Ilaria Manunza, Directora de País da Save the Children em Moçambique, afirmou:
“As cheias estão a desenrolar-se no meio de uma emergência humanitária mais ampla, empurrando comunidades já exaustas para uma crise ainda mais profunda. Com a previsão de continuação de chuvas fortes e a capacidade de resposta severamente limitada, as famílias estão a ser deslocadas, as crianças estão em risco extremo e é necessário apoio urgente agora.
“Os recursos são criticamente limitados. As crianças estão, mais uma vez, a pagar o preço mais elevado da crise climática em Moçambique, com casas, escolas e meios de subsistência debaixo de água. Sem apoio internacional imediato, esta emergência irá agravar-se ainda mais.”
Trabalhando em estreita colaboração com parceiros humanitários e com o governo, a Save the Children planeia expandir a sua resposta.

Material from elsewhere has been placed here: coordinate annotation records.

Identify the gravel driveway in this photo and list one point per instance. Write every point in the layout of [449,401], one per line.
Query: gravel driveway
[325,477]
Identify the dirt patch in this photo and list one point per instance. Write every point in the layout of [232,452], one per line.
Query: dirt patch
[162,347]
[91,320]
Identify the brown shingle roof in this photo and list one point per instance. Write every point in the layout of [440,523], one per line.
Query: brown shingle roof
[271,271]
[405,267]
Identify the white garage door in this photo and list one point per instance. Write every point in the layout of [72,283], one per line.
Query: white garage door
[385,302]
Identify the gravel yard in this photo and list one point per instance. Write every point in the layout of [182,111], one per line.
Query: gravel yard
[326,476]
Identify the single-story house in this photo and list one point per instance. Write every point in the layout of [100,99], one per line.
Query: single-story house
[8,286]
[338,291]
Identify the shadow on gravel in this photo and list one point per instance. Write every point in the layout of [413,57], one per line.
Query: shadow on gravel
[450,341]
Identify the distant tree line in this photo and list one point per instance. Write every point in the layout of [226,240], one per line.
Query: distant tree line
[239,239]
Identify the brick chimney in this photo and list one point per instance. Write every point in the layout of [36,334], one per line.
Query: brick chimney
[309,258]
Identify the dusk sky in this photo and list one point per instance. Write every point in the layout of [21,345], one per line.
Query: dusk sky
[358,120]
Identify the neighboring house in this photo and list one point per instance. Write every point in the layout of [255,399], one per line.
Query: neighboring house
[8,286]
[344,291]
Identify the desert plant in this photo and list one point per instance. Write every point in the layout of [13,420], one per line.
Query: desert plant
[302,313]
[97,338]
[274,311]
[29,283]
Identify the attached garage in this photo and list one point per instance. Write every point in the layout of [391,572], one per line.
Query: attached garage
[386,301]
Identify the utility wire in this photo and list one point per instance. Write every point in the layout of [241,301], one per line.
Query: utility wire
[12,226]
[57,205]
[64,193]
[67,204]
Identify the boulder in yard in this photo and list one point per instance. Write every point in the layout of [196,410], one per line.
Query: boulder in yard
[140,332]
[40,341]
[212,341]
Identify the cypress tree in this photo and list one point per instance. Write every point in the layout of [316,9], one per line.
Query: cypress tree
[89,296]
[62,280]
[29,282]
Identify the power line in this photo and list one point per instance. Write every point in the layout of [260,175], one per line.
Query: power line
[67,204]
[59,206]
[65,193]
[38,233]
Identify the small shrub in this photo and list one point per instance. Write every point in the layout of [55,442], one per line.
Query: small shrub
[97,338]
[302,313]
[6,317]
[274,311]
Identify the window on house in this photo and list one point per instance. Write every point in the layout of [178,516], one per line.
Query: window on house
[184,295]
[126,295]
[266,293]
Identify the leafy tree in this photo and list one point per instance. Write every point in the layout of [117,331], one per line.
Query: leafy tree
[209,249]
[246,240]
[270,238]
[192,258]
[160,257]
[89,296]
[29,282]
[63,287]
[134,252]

A Save the Children trabalha em Moçambique desde 1986, respondendo a grandes emergências, incluindo cheias, ciclones, secas e deslocamentos causados por conflitos, e executando programas de protecção à criança, educação, saúde e nutrição, saneamento e segurança alimentar, com o compromisso de fortalecer a liderança local através de parcerias.